Many public access points are not secured and the traffic they carry is not encrypted. This can put your sensitive communications or transactions at risk. Because your connection is being transmitted “in the clear,” malicious actors could use sniffing tools to obtain sensitive information such as passwords or credit card numbers. Ensure that all the access points you connect to use at least WPA2 encryption.
Unauthorised Computer Access
An unsecured public wireless network combined with unsecured file-sharing could allow a malicious user to access any directories and files you have unintentionally made available for sharing. Ensure that when you connect your devices to public networks, you deny sharing files and folders. Only allow sharing on recognised home networks and only while it is necessary to share items. When not needed, ensure that file sharing is disabled. This will help prevent an unknown attacker from accessing your device’s files.
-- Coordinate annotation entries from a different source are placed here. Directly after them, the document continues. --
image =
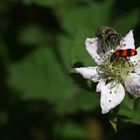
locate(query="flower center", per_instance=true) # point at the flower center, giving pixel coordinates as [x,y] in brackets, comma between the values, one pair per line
[117,69]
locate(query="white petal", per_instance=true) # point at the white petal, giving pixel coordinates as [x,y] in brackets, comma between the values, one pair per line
[136,59]
[132,84]
[88,73]
[92,45]
[111,95]
[127,42]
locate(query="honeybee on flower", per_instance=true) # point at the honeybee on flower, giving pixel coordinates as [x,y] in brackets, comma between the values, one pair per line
[113,78]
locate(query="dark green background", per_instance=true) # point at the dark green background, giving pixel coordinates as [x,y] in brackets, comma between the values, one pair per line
[40,42]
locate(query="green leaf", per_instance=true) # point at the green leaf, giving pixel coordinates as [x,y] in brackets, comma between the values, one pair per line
[88,17]
[70,130]
[44,3]
[85,101]
[32,35]
[73,50]
[39,76]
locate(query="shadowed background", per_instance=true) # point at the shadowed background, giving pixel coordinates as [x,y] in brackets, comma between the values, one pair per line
[40,42]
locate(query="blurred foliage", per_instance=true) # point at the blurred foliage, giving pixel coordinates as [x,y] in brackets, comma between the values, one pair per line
[40,42]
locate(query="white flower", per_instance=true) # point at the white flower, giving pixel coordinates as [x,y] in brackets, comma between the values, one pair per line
[113,77]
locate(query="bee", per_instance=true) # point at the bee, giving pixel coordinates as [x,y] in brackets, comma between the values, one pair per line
[108,36]
[123,54]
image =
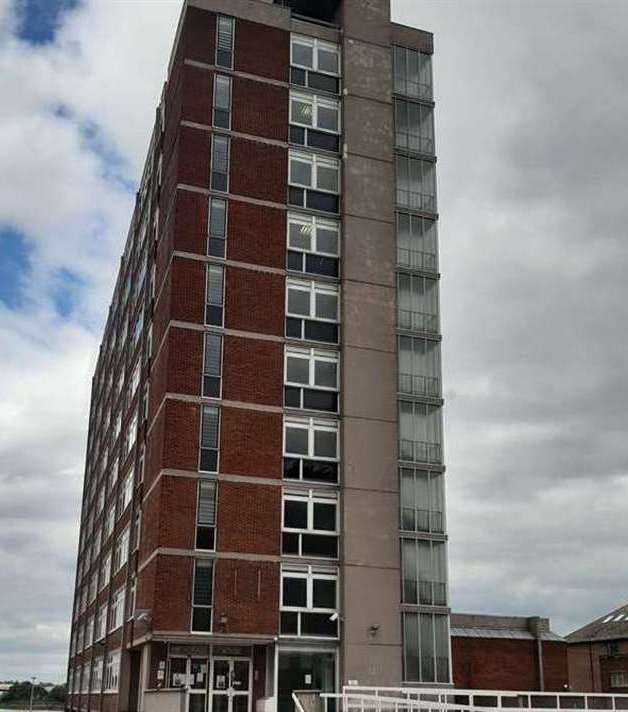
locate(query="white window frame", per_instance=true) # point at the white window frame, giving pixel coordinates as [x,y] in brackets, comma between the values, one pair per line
[316,102]
[112,671]
[309,573]
[311,425]
[116,609]
[315,161]
[313,222]
[310,497]
[315,44]
[312,355]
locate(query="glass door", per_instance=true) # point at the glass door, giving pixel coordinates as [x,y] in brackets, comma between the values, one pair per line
[231,685]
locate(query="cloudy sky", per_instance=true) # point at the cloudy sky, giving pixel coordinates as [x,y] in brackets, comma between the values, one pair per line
[533,169]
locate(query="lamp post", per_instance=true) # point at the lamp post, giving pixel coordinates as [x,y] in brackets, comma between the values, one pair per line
[30,706]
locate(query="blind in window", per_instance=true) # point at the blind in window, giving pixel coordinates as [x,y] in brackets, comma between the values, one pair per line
[207,504]
[213,354]
[203,583]
[215,278]
[209,434]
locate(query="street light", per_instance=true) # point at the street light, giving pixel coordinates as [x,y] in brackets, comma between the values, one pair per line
[30,707]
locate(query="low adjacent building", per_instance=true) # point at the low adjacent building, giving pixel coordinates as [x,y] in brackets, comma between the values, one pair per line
[598,654]
[507,653]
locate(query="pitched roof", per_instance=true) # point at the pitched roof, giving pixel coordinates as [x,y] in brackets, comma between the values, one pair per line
[610,626]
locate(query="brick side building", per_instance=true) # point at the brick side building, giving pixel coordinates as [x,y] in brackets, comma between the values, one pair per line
[507,653]
[263,507]
[598,654]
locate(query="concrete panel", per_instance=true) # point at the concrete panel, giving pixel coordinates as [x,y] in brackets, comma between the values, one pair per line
[367,20]
[369,384]
[370,521]
[373,665]
[368,253]
[263,12]
[368,316]
[368,187]
[368,127]
[368,70]
[370,454]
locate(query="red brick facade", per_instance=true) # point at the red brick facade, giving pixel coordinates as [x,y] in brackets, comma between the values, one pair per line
[508,664]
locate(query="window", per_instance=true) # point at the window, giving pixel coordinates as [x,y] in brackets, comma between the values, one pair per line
[116,611]
[313,244]
[417,242]
[126,492]
[202,596]
[309,602]
[413,73]
[222,101]
[217,229]
[100,623]
[315,64]
[131,434]
[311,379]
[420,429]
[416,183]
[112,672]
[214,312]
[220,163]
[315,121]
[210,425]
[314,181]
[417,303]
[224,41]
[310,526]
[414,127]
[135,380]
[422,500]
[206,515]
[311,450]
[89,632]
[425,647]
[109,522]
[105,571]
[312,311]
[424,570]
[97,675]
[212,366]
[419,366]
[619,679]
[121,550]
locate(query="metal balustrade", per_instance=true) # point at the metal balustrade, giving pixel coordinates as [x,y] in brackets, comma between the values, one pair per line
[406,699]
[416,451]
[419,385]
[417,321]
[415,259]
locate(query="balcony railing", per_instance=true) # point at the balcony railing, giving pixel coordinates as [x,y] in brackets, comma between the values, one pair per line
[407,699]
[416,451]
[415,259]
[422,520]
[417,321]
[419,385]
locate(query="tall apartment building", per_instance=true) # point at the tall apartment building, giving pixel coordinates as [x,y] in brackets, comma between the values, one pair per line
[263,507]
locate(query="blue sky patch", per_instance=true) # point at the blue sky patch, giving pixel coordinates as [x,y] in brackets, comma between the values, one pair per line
[14,266]
[39,19]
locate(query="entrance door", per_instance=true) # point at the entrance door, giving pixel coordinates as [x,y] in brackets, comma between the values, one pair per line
[231,685]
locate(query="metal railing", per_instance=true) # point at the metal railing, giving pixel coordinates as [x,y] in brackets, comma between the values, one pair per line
[405,699]
[417,451]
[417,321]
[419,385]
[415,259]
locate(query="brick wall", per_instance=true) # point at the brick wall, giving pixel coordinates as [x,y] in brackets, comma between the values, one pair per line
[246,593]
[507,664]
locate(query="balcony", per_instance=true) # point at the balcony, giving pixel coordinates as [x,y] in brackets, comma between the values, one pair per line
[321,10]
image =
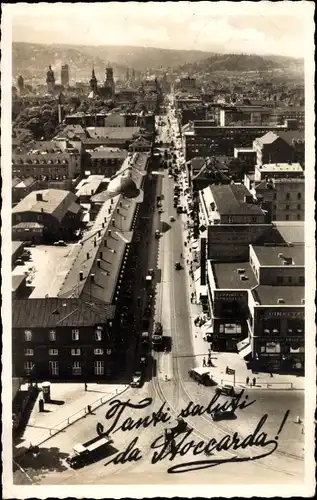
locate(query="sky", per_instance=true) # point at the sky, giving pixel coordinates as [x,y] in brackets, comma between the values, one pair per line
[250,27]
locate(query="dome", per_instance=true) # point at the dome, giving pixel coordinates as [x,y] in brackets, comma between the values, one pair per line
[123,185]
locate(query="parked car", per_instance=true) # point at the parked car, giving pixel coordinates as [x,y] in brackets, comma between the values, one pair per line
[136,379]
[225,390]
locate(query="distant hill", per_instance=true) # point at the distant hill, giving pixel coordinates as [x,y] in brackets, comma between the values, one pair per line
[243,63]
[30,58]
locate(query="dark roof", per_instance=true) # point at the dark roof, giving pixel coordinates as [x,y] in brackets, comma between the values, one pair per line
[290,135]
[227,276]
[229,199]
[113,132]
[269,255]
[56,202]
[56,312]
[269,295]
[108,153]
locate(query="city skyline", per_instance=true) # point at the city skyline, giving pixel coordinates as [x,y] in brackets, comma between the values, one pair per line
[263,29]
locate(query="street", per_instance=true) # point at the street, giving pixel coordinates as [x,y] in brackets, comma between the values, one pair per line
[168,381]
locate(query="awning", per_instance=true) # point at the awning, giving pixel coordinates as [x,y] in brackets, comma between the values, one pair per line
[246,351]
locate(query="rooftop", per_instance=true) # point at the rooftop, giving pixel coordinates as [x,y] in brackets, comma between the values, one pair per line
[269,295]
[113,132]
[89,186]
[228,275]
[54,312]
[275,255]
[291,231]
[230,199]
[281,167]
[56,202]
[104,152]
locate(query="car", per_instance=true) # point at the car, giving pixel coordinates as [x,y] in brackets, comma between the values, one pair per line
[225,390]
[158,328]
[136,379]
[223,415]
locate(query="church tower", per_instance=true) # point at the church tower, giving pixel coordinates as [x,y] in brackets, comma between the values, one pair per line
[20,84]
[50,80]
[109,81]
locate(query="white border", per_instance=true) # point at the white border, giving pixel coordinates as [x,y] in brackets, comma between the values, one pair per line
[305,489]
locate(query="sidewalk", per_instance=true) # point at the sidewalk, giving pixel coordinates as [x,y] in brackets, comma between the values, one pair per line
[68,404]
[227,359]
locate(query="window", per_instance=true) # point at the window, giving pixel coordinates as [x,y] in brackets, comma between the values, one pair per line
[52,335]
[98,333]
[28,367]
[28,335]
[99,368]
[53,367]
[75,334]
[76,368]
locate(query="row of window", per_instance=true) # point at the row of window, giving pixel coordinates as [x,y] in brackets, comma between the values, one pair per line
[76,368]
[75,334]
[74,352]
[280,280]
[269,332]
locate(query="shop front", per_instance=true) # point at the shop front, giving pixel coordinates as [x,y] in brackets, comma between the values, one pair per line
[280,343]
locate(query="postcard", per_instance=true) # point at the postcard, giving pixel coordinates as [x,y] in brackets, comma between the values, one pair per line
[158,239]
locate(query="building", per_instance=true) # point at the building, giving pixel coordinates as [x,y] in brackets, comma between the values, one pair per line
[207,139]
[271,148]
[50,165]
[105,160]
[65,75]
[55,211]
[230,221]
[63,339]
[22,187]
[282,188]
[50,81]
[262,298]
[118,137]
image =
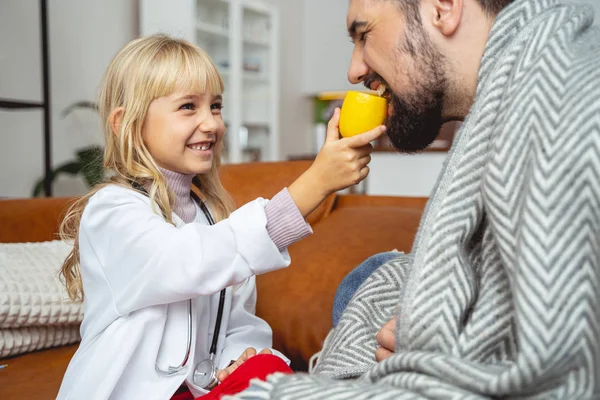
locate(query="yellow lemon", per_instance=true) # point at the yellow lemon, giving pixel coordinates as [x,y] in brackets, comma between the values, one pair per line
[361,112]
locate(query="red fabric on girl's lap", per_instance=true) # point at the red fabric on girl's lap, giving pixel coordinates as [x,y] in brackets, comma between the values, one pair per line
[259,366]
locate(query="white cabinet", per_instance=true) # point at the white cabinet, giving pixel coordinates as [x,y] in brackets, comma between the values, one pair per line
[327,47]
[241,36]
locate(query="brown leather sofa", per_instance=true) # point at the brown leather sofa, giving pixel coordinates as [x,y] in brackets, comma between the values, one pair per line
[296,301]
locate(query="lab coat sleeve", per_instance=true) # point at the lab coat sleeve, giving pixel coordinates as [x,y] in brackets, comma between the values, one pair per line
[245,329]
[147,261]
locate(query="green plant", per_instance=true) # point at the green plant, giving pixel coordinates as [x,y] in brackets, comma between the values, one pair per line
[88,162]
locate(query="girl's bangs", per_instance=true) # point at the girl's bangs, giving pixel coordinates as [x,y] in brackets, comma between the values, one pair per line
[187,69]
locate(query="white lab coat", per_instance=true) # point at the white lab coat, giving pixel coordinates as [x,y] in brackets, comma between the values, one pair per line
[138,273]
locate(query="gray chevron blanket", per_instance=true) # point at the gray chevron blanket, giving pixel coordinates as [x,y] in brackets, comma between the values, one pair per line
[500,297]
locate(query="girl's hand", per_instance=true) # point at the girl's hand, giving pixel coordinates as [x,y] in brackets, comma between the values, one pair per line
[249,352]
[340,163]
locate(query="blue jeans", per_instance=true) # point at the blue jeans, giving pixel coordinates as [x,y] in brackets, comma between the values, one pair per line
[354,279]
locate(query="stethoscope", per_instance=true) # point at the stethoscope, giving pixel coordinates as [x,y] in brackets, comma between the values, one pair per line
[205,373]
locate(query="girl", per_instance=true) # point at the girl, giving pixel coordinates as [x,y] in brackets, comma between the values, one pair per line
[168,297]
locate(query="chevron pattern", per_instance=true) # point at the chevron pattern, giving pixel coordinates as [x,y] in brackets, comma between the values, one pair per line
[350,348]
[501,297]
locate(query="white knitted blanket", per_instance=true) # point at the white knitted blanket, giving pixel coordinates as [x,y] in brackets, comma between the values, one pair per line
[35,311]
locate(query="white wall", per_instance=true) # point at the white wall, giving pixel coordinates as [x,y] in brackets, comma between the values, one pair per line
[84,35]
[327,46]
[295,120]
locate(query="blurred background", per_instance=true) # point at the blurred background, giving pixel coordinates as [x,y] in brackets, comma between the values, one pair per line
[284,64]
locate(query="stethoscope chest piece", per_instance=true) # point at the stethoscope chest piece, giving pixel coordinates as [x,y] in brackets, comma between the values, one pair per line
[205,375]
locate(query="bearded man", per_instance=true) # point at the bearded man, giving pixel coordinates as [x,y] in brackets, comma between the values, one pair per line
[500,296]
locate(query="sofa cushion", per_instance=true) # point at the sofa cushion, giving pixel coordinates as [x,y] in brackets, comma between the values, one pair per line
[297,301]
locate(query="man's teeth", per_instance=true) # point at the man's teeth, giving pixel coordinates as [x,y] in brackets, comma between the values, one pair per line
[203,146]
In public areas, malicious actors can simply glance over your shoulder as you type. By simply watching you, they can steal sensitive or personal information. Screen protectors that prevent shoulder-surfers from seeing your device screen can be purchased for little money. For smaller devices, such as phones, be cognisant of your surroundings while viewing sensitive information or entering passwords.
Benefits of a network security key
Whether you are an individual looking to improve your home cybersecurity, a small business looking to provide the service of free WiFi for customers without compromising security or a large enterprise fighting cybercrime, a network security key is a valuable tool and one of the first lines of defence against cyberattacks.
Some of the key benefits of a network security key include:
Keep networks safe from cybercriminals
The primary benefit of network security keys is their ability to thwart cybercriminals from accessing your network. Over the years, network security keys have become more sophisticated in an attempt to keep up with an ever-evolving cybercrime landscape. WPA3 is the most secure key for protecting your network, however, WPA2 is still the most common as WPA3 is not always detected by WiFi devices and many still only support WPA2.
Network security keys are not unbreakable, however, they do provide a very robust first line of defence for your network.
Protecting users’ identities and information
Cybercriminals are often looking to compromise a network to gain access to personal information stored within a network or transmitted over a network. Without a network security key in place, cybercriminals can gain access to information such as passwords, financial information, sensitive documents, and personal information such as phone numbers and addresses.
On a secure network, the use of keys, protocols and encryptions standards help to keep that information safe and secure.
A network security key is an essential element of any cybersecurity strategy and should be deployed by individuals, small business owners and large enterprises to help to keep networks secure.